3.2 Improved estimates using multi-modal information

3.2.1 ST data

Advancements in ST have enabled scientists to relate cells with their location within a tissue. Specifically, it has been shown how combining ST with gene-expression profiling in cancer data helps understand multiple components of tumor progression and therapy outcomes (Thrane et al., 2018). The 10× Genomics Visium is another interesting assay that provides higher resolution and throughput for spatial gene-expression analysis. We use the open dataset provided by 10× Genomics of the fresh frozen mouse brain tissue with 2698 spots in the tissue and process the raw reads through the alevin framework to generate a gene count matrix for each spot.

To test the Bayesian framework of alevin, we simulate 2698 cells using the gene count matrix generated by processing the mouse brain ST visium data from 10× Genomics (2019).
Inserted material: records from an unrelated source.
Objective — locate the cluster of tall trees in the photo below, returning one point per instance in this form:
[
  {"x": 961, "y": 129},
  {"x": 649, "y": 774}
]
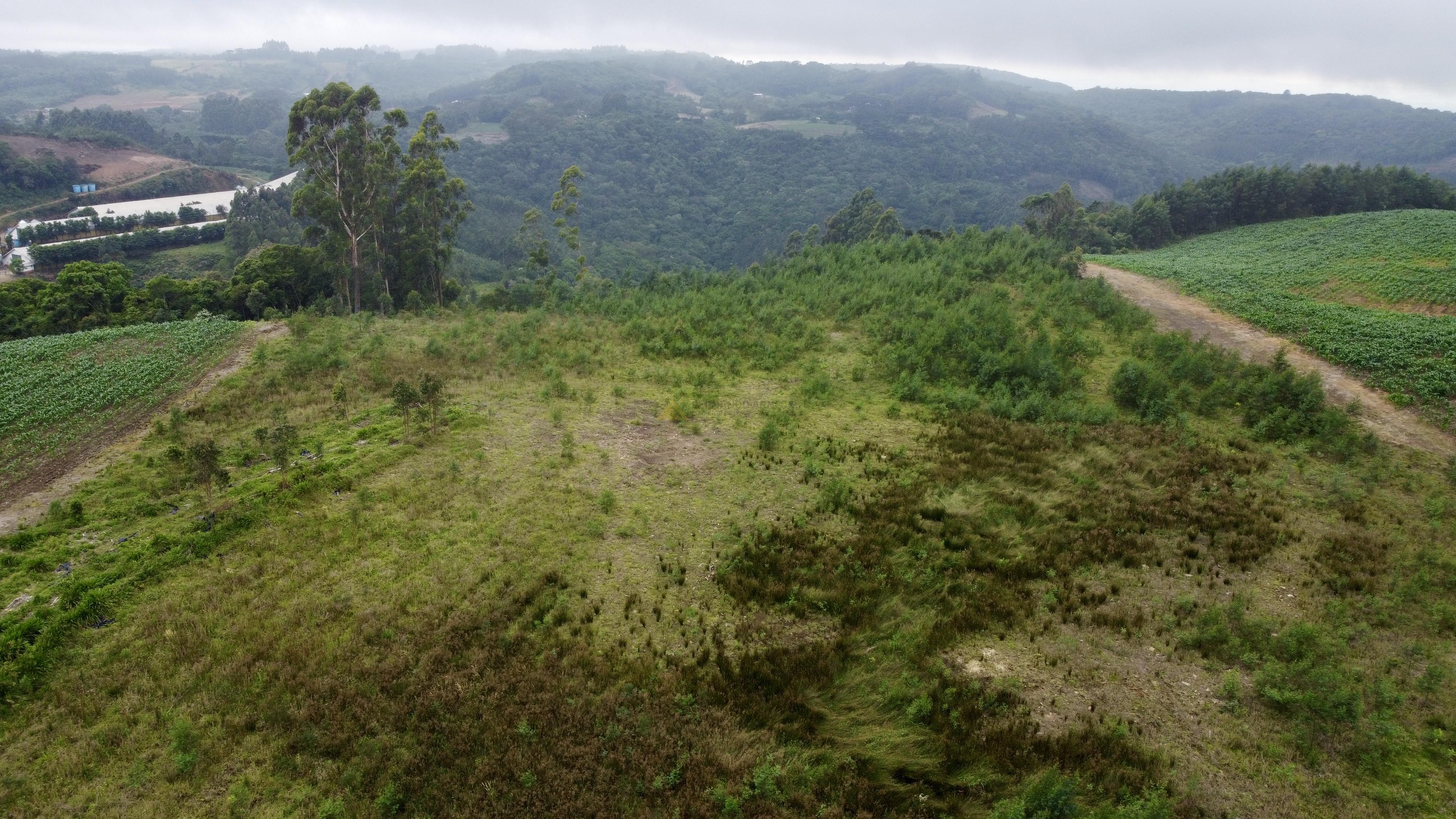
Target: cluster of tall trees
[
  {"x": 864, "y": 219},
  {"x": 39, "y": 174},
  {"x": 87, "y": 295},
  {"x": 97, "y": 123},
  {"x": 388, "y": 213},
  {"x": 1230, "y": 199},
  {"x": 226, "y": 114}
]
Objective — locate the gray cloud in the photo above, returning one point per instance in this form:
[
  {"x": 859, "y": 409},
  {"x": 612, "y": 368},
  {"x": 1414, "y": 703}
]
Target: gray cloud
[{"x": 1398, "y": 49}]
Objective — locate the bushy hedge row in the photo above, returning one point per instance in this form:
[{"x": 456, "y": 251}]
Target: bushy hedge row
[{"x": 143, "y": 241}]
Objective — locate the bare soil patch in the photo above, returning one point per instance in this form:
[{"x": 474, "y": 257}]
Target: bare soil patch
[
  {"x": 1184, "y": 314},
  {"x": 53, "y": 480},
  {"x": 101, "y": 164},
  {"x": 138, "y": 100},
  {"x": 649, "y": 444}
]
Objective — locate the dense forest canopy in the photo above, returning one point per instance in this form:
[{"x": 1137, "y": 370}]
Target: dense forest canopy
[
  {"x": 1230, "y": 199},
  {"x": 700, "y": 161},
  {"x": 1211, "y": 130}
]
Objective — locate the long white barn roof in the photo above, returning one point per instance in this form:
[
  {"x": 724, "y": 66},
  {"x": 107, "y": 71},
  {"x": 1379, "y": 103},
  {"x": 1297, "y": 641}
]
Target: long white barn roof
[{"x": 171, "y": 205}]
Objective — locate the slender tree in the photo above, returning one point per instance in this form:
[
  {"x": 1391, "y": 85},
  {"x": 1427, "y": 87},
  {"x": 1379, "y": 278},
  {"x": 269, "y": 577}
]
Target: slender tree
[
  {"x": 350, "y": 168},
  {"x": 432, "y": 392},
  {"x": 405, "y": 400},
  {"x": 532, "y": 238},
  {"x": 569, "y": 225},
  {"x": 433, "y": 205},
  {"x": 283, "y": 441},
  {"x": 205, "y": 461}
]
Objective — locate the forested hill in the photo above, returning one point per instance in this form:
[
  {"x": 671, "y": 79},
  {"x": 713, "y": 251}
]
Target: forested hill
[
  {"x": 1212, "y": 130},
  {"x": 678, "y": 180}
]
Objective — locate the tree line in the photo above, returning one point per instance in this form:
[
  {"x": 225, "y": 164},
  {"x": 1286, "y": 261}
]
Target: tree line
[
  {"x": 389, "y": 213},
  {"x": 1230, "y": 199},
  {"x": 368, "y": 222}
]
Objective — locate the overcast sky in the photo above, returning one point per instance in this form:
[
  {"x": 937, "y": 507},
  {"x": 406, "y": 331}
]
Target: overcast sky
[{"x": 1394, "y": 49}]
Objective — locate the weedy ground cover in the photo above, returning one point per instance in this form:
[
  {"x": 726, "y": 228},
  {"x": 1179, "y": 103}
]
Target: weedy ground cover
[
  {"x": 60, "y": 388},
  {"x": 1368, "y": 290},
  {"x": 832, "y": 547}
]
We first run EM-based alevin on the simulated data and use the spatial 2D coordinates from the ST data to learn the prior, i.e. for each cell we use the nearest eight cells and their mean gene expression from the EM estimates to generate the prior matrix. Then, we provide alevin with the prior matrix to re-quantify the simulated data using the Bayesian method to generate VBEM-based estimates. In Figure 8, we show the cell-wise Spearman correlation of Tier 3 gene estimates for both EM and VBEM-based methods. We observe a global shift in the VBEM quantified data, reflecting the increased accuracy obtained using informative priors from cells located spatially close together. This result is particularly interesting, as it suggests that the empirical Bayesian framework we have introduced is modular and flexible, in that the generation of an informative prior is not tied to a specific procedure (e.g. the Seurat-based anchoring). Rather, the prior can be informed by data in the same sample, by assay-specific information [nearby or differential cell clusters in spatial data as also shown by Äijö et al. (2019)] and, perhaps, even across distinct modalities (e.g. between Assay for Transposase-Accessible Chromatin using sequencing (ATAC-seq) and RNA-seq for cells assayed with both protocols in the same sample).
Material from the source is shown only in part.